To this end, researchers at the National University of Incheon, Korea, have developed a cost-effective and environmentally friendly fabrication technique using aqueous spray deposition in an airborne environment that does not require a vacuum. This new approach results in a relatively high PCE of over 17%.
Clean and sustainable energy solutions are essential to meet the ever-increasing energy needs of the human population. High-efficiency solar cells are promising candidates for reducing carbon emissions and achieving carbon neutrality. In this regard, solution-treated sulfur gallium indium copper diselenide (CIGSSe) solar cells have attracted considerable interest due to their excellent photovoltaic properties, such as high visible light absorption. , stability and an adjustable band gap. However, large-scale practical applications are limited by a dual challenge.
Low power conversion efficiency
First, solution-based CIGSe fabrication yields very low power conversion efficiency and often use solvents that are not environmentally friendly. Second, to achieve higher power conversion efficiency, manufacturing methods rely on an expensive vacuum environment that results in substantial material loss. To this end, a team of researchers led by Prof.
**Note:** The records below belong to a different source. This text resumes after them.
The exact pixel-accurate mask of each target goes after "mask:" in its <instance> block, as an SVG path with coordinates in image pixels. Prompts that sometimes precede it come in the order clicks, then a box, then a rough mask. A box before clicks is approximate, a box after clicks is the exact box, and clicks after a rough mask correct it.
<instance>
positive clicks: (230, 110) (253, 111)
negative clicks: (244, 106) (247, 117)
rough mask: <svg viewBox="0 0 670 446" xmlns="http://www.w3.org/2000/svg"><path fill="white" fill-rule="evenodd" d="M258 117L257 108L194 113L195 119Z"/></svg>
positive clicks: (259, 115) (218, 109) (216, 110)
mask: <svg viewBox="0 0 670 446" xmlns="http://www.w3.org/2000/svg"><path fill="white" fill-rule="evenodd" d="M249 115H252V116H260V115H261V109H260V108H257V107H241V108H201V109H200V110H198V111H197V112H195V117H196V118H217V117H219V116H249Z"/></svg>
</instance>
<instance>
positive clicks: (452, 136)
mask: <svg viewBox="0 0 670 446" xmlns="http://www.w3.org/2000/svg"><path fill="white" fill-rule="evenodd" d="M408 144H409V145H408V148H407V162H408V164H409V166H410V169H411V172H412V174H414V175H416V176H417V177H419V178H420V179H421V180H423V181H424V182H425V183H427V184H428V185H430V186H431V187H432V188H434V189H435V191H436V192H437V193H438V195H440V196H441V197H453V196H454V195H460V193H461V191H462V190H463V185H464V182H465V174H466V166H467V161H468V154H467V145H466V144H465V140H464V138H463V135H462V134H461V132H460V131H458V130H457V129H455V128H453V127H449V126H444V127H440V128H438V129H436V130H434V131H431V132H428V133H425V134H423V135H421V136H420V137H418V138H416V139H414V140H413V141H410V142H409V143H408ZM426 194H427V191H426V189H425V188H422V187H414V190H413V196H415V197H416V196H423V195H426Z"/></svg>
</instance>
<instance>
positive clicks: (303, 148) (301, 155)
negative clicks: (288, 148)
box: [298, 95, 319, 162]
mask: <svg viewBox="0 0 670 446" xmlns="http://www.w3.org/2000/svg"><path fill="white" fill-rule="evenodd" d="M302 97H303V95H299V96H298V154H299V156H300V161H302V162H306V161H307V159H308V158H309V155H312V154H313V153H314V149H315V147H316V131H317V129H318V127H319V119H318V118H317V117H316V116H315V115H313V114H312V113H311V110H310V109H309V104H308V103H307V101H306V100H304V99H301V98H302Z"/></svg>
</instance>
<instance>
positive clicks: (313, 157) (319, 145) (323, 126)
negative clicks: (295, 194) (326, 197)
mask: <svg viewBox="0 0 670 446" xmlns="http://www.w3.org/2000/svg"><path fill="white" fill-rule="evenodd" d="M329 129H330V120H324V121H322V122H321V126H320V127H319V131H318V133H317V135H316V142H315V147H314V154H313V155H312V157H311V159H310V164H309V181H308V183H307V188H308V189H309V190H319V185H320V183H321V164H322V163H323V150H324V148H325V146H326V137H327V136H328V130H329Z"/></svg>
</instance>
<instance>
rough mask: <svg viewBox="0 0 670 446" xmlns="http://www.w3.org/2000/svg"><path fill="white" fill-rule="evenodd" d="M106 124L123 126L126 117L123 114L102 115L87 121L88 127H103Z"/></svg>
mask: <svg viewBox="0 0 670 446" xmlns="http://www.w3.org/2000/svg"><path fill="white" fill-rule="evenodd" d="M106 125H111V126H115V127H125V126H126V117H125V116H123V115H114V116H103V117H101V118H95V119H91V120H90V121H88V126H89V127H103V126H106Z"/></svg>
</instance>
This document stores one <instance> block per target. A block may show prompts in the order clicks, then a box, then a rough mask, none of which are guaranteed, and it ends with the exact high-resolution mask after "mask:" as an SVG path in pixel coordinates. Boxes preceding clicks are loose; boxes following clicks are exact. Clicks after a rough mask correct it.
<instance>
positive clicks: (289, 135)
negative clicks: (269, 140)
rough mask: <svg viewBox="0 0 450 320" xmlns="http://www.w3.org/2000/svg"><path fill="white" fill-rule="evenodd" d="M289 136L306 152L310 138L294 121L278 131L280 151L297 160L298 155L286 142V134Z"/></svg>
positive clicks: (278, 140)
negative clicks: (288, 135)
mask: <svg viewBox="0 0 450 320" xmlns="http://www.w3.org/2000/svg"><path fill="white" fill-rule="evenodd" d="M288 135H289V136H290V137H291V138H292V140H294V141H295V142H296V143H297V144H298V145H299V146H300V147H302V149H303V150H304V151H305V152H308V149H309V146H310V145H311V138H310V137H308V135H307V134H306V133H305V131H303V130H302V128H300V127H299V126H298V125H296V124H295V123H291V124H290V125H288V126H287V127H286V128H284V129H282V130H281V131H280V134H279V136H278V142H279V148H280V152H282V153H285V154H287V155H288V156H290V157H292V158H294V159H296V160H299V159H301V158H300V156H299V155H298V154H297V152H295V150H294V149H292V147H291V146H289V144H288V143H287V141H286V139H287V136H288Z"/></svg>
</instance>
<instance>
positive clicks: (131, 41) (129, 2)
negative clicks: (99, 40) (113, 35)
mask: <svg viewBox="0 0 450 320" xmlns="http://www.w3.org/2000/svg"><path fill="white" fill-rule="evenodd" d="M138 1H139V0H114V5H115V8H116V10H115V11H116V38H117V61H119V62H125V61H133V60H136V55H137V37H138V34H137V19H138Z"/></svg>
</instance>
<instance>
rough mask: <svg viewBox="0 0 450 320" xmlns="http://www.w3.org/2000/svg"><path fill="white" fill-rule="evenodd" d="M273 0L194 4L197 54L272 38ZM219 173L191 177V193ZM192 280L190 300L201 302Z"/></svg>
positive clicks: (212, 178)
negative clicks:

JunHo Kim from the Global Energy Research Center for Carbon Neutrality at the National University of Incheon, Korea, has developed a method of making low-cost and environmentally friendly high-efficiency CIGSe solar cells.
In a study uploaded on September 4, 2022, and subsequently published in Volume 32 Number 46 of Advanced Functional Materials on November 10, 2022, researchers used aqueous spray deposition in an airborne environment and developed a CIGSe solar cell with power conversion efficiency (PCE) greater than 17%. “For the spray solution, we used deionized water, which is an eco-friendly solvent and the cheapest so far,” says Professor Kim. Additionally, conventional solution-based manufacturing processes rely on environmentally hazardous cadmium-based buffers for thin-film solar cell optimization. In this new technique, the researchers used a buffer based on indium sulphide which is an ecological alternative without cadmium.
Researchers further investigated the alloying effects of zirconium on indium sulfide pads. Remarkably, the team discovered that the zirconium alloy increased the concentration of electrons in the buffer. Additionally, this method is “passive” or reduces fault states in the CIGSe absorber, optimizing the charge transfer between the different interfaces, and leading to improved PCE. Additionally, the researchers achieved even more defect passivation and a higher PCE of more than 17% by alloying the CIGSe absorber with potassium. The fabricated cell has an optimal bandgap for high-efficiency applications such as a bottom cell or a tandem cell.
This new technique is cost-effective and easily scalable as it does not require a vacuum environment. As Professor Kim observes, “We performed sputter deposition in an airborne environment without using a high-vacuum facility, which greatly reduces manufacturing costs and thus makes the fabrication technique more convenient and competitive in the industry sector.”
This development simultaneously improves the performance and manufacturing of CIGSe solar cells. This will revolutionize the application of these cells in integrated photovoltaic devices and in-vehicle photovoltaic devices, and as power sources for Internet of Things devices.